In bacterial genome assembly, it is important to account for all of the contigs. PlasIDome finds all contigs in an assembly file that are less than a specified length (default: 200,000bp) and uses sequences homology to categorize each as chromosomal, plasmid, or contamination. With this tool a key step in assessing assembly quality has been automated and can be integrated into existing workflows.

Getting Started

Requirements

  • python 3.7+
  • blast+ 2.10.1+
  • bioseq

Installation

PlasIDome is available on PYPI and can be installed using pip pip install plasIDome

Usage

As input, PlasIDome takes a genome assembly file in fasta format (.fasta, .fa, .fna).

Example:

plasidome -b path/to/blastn -f genome.fasta

Examine contigs up to 50,000 bp in length:

plasidome -b path/to/blastn -f genome.fasta -l 50000

Extensive Usage:

plasidome -b path/to/blastn -f genome.fasta -p path/to/output -o output_name

Output Files

PlasIDome generates three outputs:

  • report.tsv
  • alignment_results.tsv
  • directory of contigs

The report.tsv file contains a summary of the alignment results in table format. From left to right, the table includes the contig name, its classification, and its contamination status followed by the number of matches that were to chromosomal, plasmid, undetermined, or human sequences in the database.

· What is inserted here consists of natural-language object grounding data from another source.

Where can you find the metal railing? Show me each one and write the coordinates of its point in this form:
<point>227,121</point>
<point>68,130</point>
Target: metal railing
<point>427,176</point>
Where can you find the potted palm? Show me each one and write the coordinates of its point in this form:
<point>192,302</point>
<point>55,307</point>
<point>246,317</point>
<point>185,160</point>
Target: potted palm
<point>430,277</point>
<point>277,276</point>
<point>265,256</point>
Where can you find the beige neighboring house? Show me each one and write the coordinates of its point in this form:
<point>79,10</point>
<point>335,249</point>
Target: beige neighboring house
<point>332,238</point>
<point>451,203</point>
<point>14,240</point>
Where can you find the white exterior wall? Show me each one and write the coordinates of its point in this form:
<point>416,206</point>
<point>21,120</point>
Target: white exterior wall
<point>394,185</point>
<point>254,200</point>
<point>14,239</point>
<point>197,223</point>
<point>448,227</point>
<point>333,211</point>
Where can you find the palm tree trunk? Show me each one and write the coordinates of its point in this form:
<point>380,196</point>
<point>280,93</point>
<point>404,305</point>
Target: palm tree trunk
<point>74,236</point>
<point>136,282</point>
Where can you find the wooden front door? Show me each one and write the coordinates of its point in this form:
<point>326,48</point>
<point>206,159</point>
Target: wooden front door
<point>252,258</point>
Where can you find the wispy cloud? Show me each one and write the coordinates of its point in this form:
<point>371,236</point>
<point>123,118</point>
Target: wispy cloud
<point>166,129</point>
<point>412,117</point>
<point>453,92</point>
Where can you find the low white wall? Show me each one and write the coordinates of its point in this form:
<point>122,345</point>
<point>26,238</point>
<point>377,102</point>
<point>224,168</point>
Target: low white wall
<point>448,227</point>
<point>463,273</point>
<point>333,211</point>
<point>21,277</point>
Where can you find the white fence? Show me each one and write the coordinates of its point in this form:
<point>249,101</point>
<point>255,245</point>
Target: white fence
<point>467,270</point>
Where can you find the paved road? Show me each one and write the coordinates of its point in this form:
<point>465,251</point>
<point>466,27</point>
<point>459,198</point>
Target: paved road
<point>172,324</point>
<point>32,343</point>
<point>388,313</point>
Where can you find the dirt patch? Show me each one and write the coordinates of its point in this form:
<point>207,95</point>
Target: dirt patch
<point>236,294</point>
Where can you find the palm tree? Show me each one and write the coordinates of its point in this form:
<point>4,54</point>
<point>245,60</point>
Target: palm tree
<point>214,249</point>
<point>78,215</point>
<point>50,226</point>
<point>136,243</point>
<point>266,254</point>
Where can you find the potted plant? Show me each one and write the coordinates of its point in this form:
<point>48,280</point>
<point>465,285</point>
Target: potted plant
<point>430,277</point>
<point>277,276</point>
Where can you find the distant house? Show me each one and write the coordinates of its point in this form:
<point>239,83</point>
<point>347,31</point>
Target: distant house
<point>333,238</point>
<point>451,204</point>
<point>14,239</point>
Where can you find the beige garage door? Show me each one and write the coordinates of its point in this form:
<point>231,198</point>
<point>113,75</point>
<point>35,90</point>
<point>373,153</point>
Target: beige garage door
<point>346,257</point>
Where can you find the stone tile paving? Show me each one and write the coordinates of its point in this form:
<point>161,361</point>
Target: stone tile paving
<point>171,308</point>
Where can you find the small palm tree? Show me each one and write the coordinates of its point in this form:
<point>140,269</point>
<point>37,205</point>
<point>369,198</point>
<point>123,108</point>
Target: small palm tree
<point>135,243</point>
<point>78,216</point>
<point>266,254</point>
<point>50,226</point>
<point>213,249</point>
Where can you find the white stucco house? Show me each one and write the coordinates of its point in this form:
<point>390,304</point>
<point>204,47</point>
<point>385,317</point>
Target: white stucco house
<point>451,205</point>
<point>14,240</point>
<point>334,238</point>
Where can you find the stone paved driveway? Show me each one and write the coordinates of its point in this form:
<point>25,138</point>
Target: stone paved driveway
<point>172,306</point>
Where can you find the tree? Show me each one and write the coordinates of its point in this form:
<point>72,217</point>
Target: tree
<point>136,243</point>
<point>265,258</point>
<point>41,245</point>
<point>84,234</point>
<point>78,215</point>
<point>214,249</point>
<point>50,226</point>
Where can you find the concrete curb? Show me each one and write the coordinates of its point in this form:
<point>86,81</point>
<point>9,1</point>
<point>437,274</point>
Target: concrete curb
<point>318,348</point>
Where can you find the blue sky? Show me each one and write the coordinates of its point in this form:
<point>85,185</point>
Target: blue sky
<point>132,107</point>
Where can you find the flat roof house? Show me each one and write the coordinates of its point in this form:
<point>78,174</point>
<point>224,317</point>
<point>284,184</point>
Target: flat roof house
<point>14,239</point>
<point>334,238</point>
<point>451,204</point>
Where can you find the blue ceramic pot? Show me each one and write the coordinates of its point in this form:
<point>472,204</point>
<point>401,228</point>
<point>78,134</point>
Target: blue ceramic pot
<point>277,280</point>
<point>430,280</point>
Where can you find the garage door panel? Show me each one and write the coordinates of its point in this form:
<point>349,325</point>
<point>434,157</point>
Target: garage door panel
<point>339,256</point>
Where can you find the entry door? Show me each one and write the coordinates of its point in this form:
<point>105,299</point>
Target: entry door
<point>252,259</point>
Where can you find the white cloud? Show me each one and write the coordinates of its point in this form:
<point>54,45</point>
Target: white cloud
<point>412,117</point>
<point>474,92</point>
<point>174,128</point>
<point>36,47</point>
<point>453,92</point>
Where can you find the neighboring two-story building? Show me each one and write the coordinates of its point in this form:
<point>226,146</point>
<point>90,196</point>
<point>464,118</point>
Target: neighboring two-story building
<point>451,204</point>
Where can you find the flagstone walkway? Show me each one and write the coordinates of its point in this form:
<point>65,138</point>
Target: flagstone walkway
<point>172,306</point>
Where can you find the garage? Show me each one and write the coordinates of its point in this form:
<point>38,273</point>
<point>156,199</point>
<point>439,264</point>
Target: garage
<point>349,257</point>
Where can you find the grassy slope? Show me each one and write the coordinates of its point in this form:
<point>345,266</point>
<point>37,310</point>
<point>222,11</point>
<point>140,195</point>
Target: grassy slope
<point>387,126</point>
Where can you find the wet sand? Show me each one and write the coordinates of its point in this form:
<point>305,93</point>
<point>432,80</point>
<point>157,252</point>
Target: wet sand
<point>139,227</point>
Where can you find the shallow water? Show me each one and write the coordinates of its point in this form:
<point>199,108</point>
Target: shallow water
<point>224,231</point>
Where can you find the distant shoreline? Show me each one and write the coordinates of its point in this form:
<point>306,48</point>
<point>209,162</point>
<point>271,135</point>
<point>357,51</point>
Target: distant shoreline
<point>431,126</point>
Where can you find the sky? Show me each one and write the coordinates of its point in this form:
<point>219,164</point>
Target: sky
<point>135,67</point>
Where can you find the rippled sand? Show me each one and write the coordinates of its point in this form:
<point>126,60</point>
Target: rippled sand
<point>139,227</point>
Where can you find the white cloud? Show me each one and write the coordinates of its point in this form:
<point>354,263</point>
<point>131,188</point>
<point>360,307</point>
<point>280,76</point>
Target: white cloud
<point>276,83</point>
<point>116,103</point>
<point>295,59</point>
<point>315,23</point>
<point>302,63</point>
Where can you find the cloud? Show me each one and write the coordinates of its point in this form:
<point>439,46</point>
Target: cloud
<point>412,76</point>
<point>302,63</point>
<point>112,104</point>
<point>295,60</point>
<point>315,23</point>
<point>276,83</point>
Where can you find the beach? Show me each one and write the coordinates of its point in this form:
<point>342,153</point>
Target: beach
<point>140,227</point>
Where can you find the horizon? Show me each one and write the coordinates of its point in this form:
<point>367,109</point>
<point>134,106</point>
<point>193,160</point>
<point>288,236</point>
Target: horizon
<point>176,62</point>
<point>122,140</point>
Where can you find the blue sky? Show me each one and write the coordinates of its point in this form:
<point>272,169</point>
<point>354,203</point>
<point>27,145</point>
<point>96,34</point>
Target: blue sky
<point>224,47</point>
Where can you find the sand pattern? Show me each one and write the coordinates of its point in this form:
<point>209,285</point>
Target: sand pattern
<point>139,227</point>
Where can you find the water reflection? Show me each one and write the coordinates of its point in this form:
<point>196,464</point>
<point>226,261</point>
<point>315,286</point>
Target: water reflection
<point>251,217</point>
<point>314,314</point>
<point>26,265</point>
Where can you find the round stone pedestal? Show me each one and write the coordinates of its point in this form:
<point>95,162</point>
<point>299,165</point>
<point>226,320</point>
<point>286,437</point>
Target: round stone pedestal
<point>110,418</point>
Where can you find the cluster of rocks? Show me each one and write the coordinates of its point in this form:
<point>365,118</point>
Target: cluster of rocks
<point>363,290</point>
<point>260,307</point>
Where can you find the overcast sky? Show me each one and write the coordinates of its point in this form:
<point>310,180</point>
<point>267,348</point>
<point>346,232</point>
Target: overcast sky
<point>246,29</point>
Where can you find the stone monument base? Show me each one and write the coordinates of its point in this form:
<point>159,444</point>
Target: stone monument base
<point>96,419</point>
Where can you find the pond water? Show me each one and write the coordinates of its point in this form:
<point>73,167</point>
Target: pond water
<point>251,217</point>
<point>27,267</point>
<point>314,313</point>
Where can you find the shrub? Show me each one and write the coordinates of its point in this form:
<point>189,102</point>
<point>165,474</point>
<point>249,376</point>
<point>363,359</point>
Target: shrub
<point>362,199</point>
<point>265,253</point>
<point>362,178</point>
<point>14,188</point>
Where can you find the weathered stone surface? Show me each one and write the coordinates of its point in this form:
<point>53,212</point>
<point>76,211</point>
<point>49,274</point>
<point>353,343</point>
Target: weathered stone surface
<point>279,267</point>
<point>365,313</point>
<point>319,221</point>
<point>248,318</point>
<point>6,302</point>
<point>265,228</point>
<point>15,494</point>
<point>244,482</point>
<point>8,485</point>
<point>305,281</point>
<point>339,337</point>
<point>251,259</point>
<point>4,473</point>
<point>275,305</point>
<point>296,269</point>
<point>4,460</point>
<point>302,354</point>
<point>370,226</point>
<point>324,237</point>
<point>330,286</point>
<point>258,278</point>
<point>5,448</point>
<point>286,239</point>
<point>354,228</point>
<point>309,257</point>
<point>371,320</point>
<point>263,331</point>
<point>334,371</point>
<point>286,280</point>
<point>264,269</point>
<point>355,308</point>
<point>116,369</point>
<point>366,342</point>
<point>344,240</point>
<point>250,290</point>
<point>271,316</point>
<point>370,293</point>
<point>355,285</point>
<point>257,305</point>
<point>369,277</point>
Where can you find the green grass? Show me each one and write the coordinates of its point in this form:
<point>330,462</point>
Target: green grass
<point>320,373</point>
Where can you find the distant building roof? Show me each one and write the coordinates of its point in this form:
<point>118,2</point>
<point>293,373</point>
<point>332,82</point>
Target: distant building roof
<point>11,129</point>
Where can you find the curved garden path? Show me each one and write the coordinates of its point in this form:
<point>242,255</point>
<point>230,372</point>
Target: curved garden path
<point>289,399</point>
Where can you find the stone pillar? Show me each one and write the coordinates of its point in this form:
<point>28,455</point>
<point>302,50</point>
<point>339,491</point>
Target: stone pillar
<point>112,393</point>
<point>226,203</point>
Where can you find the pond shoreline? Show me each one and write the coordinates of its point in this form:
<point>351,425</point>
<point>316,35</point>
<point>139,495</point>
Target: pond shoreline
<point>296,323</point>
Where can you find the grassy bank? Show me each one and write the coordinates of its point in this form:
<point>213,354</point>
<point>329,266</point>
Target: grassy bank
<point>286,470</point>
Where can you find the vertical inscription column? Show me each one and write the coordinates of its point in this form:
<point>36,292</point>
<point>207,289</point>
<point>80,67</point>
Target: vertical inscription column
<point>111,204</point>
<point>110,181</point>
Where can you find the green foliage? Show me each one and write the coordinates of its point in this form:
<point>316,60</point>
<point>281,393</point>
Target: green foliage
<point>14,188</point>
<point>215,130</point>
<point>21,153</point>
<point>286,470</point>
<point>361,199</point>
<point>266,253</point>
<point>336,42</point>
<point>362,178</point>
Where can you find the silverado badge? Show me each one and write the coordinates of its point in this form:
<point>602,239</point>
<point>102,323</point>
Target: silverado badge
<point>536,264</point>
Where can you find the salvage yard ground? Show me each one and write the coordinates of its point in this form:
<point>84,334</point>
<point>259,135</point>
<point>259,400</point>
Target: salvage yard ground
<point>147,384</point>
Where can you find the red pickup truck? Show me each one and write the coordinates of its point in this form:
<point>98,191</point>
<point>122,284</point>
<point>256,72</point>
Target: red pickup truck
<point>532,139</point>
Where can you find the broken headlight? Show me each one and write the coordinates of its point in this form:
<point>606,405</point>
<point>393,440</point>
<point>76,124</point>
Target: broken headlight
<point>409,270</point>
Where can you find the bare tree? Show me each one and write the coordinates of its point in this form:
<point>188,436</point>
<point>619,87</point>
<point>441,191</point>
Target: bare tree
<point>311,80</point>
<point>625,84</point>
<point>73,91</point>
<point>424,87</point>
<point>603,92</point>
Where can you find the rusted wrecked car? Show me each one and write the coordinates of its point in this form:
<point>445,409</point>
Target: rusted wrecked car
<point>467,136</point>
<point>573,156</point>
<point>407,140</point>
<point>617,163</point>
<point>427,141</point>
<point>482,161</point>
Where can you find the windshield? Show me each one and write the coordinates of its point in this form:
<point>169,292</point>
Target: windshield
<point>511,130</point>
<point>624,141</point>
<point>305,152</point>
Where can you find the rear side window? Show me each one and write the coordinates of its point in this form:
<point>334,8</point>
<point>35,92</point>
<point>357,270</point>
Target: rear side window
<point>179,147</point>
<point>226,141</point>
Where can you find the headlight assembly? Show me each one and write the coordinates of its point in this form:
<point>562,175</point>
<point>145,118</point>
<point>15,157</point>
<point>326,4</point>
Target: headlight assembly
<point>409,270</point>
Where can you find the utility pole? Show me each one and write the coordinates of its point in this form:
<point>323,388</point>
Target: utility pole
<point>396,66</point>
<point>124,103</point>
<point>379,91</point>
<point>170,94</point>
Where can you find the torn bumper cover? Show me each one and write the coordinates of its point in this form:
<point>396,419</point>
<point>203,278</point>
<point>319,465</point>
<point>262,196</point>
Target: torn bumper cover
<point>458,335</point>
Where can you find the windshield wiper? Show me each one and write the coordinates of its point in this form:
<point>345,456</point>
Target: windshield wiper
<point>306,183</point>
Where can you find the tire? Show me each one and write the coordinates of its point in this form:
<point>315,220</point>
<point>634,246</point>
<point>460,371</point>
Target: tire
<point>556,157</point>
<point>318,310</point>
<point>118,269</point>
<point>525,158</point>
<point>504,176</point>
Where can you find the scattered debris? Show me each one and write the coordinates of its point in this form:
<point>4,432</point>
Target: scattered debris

A file called alignment_results.tsv is created that contains the raw, uninterpreted alignment results in table format. From left to right, the table includes the contig name, subject name, subject taxonomic ID, the percent sequence identity, query coverage, qcovhsp, alignment length, and e-value. The raw data allows the investigator to parse the alignment results manually. The alignment results written to this file are limited to homology matches where the subject and query shared at least 95% sequence identity and the subject covered at least 95% of the length of the length of the query sequence.

FASTA files with each contig sequence are saved to a subdirectory called single_contigs so the user can re-align any sequence without having to find and isolate the contig themselves.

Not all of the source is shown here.